Above, we see that the EXPLAIN PHYSICAL PLAN FOR VIEW variant fails to recognize the monotonicity of the subsources and produce a monotonic incremental view maintenance plan. The plan for a one-shot SELECT can always exploit monotonicity, by contrast, but must_consolidate could in the case of a source that is already monotonic be turned off (see #18732).

dseisun-materialize commented 1 year ago

@petrosagg help me validate the impact - would this impact kafka APPEND ONLY sources? I would assume it doesn't given the only subsource is the progress subsource, but wanted to validate. Also for postgres given that none of those should be monotonic that shouldn't be an issue either correct?

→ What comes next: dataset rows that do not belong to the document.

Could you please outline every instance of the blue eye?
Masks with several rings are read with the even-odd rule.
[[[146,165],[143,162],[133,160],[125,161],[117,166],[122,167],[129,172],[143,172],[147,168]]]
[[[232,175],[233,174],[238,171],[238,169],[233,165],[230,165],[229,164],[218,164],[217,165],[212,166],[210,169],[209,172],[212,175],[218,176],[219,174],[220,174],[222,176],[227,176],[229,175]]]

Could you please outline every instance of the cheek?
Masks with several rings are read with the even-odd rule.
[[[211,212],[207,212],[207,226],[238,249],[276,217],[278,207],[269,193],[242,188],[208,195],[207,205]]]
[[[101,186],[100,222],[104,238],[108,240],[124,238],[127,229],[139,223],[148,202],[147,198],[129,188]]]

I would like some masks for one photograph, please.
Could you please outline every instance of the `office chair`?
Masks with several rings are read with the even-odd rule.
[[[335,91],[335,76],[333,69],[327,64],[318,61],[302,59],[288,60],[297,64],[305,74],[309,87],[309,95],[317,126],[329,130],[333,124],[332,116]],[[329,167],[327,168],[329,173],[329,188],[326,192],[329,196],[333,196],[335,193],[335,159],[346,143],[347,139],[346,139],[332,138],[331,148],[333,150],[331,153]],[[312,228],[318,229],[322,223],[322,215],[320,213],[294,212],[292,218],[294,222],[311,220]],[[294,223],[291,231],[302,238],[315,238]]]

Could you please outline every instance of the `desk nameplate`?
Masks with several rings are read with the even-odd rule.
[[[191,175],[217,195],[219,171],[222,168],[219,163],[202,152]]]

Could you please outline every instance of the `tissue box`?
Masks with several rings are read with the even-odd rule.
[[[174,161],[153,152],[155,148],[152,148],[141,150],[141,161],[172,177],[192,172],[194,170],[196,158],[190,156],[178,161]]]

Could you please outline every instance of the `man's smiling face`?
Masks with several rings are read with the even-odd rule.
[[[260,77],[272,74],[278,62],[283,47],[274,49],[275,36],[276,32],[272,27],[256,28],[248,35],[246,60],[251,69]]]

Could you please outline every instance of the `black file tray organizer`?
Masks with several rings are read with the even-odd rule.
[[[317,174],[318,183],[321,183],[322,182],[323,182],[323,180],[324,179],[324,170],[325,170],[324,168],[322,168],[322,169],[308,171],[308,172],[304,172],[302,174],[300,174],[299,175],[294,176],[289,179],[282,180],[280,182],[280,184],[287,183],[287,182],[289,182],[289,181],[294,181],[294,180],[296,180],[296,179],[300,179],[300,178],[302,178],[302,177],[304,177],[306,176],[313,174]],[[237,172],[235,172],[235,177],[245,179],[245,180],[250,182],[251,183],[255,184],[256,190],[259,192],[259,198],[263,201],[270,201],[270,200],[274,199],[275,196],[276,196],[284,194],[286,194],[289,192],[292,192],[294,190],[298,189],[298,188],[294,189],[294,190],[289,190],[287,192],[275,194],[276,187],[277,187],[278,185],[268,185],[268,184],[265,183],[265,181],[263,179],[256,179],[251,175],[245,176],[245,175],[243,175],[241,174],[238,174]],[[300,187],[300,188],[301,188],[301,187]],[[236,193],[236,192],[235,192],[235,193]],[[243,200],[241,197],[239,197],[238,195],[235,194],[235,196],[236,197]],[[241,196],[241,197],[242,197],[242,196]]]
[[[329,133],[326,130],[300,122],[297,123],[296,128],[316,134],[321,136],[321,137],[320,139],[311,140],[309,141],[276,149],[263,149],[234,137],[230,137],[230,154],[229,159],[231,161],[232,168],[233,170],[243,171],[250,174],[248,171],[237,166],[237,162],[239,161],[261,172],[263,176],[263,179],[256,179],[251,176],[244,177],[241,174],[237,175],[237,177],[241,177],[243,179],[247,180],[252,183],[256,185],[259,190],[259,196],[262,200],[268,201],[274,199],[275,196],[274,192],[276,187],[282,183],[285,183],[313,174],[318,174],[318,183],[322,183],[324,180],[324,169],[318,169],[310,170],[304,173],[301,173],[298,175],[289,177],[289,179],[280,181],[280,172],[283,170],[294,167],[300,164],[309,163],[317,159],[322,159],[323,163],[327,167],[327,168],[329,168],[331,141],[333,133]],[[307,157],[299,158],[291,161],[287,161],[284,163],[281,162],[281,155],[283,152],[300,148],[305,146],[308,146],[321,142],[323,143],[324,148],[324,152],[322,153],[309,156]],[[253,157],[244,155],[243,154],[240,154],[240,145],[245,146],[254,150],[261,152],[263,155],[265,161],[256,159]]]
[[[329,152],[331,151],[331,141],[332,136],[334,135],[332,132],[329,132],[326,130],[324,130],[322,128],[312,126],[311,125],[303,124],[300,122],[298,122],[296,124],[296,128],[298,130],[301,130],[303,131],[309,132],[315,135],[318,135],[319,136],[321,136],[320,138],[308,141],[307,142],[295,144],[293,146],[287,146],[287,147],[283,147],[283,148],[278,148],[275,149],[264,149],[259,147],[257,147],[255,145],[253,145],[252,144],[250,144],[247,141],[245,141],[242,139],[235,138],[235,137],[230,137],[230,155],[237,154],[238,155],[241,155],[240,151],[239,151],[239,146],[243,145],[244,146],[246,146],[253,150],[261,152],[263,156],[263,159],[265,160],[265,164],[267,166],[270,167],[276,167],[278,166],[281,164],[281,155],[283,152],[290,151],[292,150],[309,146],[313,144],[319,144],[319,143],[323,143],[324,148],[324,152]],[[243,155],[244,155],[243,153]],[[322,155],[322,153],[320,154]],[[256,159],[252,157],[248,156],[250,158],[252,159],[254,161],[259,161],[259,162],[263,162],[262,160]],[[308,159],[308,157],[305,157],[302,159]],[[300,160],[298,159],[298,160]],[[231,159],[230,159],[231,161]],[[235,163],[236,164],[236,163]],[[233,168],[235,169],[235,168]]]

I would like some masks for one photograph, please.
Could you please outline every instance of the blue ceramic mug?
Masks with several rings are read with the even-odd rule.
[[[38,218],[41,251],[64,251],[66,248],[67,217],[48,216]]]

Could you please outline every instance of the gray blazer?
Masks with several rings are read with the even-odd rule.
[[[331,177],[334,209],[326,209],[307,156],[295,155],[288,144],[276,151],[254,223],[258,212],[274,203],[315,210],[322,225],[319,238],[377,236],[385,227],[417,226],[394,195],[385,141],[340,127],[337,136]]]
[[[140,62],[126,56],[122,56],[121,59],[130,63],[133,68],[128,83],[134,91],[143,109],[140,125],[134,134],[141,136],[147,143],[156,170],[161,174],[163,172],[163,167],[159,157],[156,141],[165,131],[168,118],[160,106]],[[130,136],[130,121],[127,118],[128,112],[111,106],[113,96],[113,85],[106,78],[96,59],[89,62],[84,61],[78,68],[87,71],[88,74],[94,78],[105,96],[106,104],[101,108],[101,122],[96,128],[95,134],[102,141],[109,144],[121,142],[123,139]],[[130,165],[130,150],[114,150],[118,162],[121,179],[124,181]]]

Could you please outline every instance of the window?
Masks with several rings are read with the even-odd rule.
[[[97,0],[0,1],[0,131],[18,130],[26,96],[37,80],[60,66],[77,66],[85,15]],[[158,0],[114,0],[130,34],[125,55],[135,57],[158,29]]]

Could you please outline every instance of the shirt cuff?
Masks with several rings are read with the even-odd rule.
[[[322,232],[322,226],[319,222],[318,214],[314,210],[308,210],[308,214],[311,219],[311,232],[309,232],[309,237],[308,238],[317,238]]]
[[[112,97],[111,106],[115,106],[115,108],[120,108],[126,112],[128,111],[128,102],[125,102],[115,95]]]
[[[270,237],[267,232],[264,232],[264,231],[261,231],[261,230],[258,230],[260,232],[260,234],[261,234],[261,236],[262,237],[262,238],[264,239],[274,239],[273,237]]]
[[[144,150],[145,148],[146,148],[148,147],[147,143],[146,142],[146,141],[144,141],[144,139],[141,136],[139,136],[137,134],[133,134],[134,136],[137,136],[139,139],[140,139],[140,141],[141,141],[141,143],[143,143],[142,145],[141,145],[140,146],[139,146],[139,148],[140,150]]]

petrosagg commented 1 year ago

@dseisun-materialize Your understanding is correct, neither kafka nor postgres are impacted because the former doesn't have subsources and the latter is not monotonic. We do have loadgen sources however that produce append-only subsources and those are impacted

dseisun-materialize commented 1 year ago

@vmarcos for my edification what's the impact of not being able to detect if something is monotonic? I'm guessing we can't perform certain optimizations?

vmarcos commented 1 year ago

@dseisun-materialize Yes, missing out on optimizations is the main impact. Especially for patterns like min/max/top-k, we'd need to build by default large stacks of arrangements (potentially allocating a ton more memory and/or spending more time) for incremental maintenance. After we turn on enable_monotonic_oneshot_selects in prod, the impact on one-shot SELECTs of not knowing monotonicity will be smaller, but still not zero.

So I guess that if there are people self-onboarding out there and trying out the auction load generator (because that's the one we point them to for getting started), they could be seeing more expensive plans than they'd need to.